There are a very large number of changes, so older changes are hidden. Show Older Changes

I looked at it, but I can't see how the error is occurring.

#0 /srv/mediawiki/php-1.34.0-wmf.22/includes/libs/rdbms/lbfactory/LBFactoryMulti.php(297): MWExceptionHandler::handleError(integer, string, string, integer, array)

What happens at LBFactoryMulti.php line 297 is a PHP notice that an array doesn't have the empty-string as an index. Line 297 is

if ( !$groupLoads[ILoadBalancer::GROUP_GENERIC] ) {

and ILoadBalancer::GROUP_GENERIC is the empty string, so the error coming from that line is reasonable depending on $groupLoads.

So where does $groupLoads come from?

private function makeServerArray( array $serverTemplate, array $groupLoads ) {
    // The master server is the first host explicitly listed in the generic load group
    if ( !$groupLoads[ILoadBalancer::GROUP_GENERIC] ) {

Ok, coming from the caller.

#1 /srv/mediawiki/php-1.34.0-wmf.22/includes/libs/rdbms/lbfactory/LBFactoryMulti.php(278): Wikimedia\Rdbms\LBFactoryMulti->makeServerArray(array, array)

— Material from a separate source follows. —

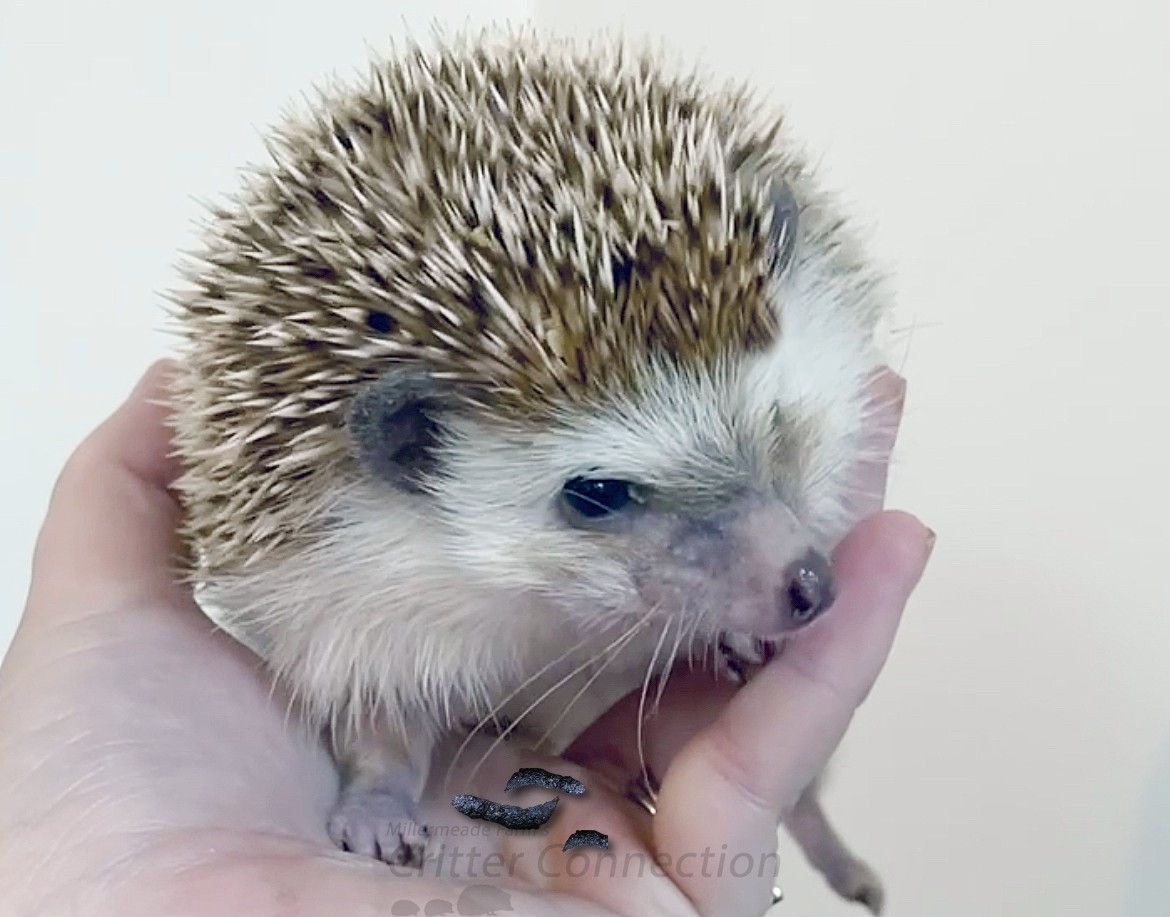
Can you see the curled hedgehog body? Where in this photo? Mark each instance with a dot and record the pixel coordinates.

private function newLoadBalancer( $serverTemplate, $groupLoads, $readOnlyReason, $owner ) {
    $lb = new LoadBalancer( array_merge(
        $this->baseLoadBalancerParams( $owner ),
        [
            'servers' => $this->makeServerArray( $serverTemplate, $groupLoads ),

Coming from the caller again.

#2 /srv/mediawiki/php-1.34.0-wmf.22/includes/libs/rdbms/lbfactory/LBFactoryMulti.php(206): Wikimedia\Rdbms\LBFactoryMulti->newLoadBalancer(array, array, boolean, integer)

public function newExternalLB( $cluster, $owner = null ) {
    if ( !isset( $this->externalLoads[$cluster] ) ) {
        throw new InvalidArgumentException( "Unknown cluster '$cluster'" );
    }

    return $this->newLoadBalancer(
        array_merge(
            $this->serverTemplate,
            $this->externalTemplateOverrides,
            $this->templateOverridesByCluster[$cluster] ?? []
        ),
        [ ILoadBalancer::GROUP_GENERIC => $this->externalLoads[$cluster] ],
        $this->readOnlyReason,
        $owner
    );

It's constructing an array right there that should always have that index set to something. Even if the value turns out to be something unexpected, the index will exist. WTF?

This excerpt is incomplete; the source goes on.